English disc jockey and TV presenter (born 1945)

Steve Jones (born, David Jones, 7 June 1945) is an English disc jockey, television presenter, voiceover artist and former musician. He is most well known for presenting gameshow The Pyramid Game from 1981 to 1984 and again in 1989-90. The game had previously been part of LWT's The Steve Jones Game Show in 1979–1980. He was notable for his large collection of brightly coloured spectacles.

In the 1960s, he played as a bassist for Lonnie Donegan, and formed the band Hunt, Lunt & Cunningham.

In 1972, he briefly worked as a disc jockey on BBC Radio 1, before moving to the BBC Radio 2 early show. In 1974, he joined Radio Clyde. Later he was a stand-in presenter on Radio 2, for the likes of David Hamilton.

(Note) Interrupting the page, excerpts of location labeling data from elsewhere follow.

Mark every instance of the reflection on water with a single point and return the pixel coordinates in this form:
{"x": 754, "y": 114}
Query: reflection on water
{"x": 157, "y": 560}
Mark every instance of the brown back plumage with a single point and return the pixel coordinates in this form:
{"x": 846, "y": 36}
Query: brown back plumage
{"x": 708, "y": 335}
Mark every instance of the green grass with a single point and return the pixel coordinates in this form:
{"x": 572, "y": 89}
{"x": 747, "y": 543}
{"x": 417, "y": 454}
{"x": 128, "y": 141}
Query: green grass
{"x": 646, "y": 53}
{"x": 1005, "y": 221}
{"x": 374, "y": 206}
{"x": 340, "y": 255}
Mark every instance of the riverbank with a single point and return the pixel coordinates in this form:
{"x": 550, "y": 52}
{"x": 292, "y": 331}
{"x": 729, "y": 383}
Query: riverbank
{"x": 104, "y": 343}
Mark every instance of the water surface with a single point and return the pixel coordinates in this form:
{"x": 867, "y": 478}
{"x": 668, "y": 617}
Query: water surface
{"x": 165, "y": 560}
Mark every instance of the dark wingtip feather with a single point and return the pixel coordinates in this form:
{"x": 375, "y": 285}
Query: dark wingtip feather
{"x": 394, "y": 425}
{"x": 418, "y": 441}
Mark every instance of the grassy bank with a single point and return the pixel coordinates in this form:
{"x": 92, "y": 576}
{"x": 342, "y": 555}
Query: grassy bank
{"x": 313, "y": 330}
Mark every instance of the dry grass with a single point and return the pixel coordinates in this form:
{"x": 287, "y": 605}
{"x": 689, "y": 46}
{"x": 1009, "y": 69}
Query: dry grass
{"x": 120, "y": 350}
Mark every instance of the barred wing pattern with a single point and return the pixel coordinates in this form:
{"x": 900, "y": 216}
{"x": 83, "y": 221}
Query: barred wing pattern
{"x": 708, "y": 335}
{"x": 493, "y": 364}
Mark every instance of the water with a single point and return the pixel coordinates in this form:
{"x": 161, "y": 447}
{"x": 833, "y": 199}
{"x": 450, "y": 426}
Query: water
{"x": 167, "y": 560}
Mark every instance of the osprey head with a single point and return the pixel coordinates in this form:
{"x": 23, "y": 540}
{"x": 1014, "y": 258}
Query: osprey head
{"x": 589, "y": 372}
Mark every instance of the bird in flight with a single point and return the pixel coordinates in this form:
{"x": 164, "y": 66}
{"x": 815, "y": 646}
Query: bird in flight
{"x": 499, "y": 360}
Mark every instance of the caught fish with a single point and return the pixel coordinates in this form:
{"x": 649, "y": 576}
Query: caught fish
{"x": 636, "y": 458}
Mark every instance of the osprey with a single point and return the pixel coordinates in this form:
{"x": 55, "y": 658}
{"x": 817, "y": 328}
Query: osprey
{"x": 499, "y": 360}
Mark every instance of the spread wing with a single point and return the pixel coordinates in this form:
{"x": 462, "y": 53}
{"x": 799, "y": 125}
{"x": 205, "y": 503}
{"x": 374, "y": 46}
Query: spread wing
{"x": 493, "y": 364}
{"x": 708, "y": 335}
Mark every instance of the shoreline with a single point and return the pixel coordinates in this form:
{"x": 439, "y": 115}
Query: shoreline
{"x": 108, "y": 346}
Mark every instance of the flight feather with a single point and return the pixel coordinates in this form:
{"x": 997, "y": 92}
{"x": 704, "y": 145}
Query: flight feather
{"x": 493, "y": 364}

In 1980 he provided the BBC Radio 2 commentary for the Eurovision Song Contest, which was held in The Hague. In the mid-1980s he made several appearances in Dictionary Corner on the gameshow Countdown. He also hosted Jeopardy! and Search for a Star. In 1984, he hosted Radio 2's Lunchtime Show between noon and 2 pm. A year later he moved to a late-night spot on Saturdays, before departing when Radio 2 (under Bryant Marriott) changed its music policy for a more easy listening 1940s-based sound. He then began a long association with LBC. During the 2000s, he occasionally presented the overnight show on Talksport.

In 1992, Jones provided commentary on the opening ceremony of Disneyland Paris for ITV. Nowadays he mainly works as a voiceover artist, commentating on such events as the Royal Variety Performance and the British Comedy Awards. For many years (possibly since the station's inception in 2012) he presented a two-hour weekly show on Scotland 69am (www.scotland69am.com), which combined music from across the decades, Jones's general observations and the 'Well I Never!' feature where Jones would reveal unusual facts on a wide range of topics. Jones left the station in late 2022, prior to the station's closure in the following January.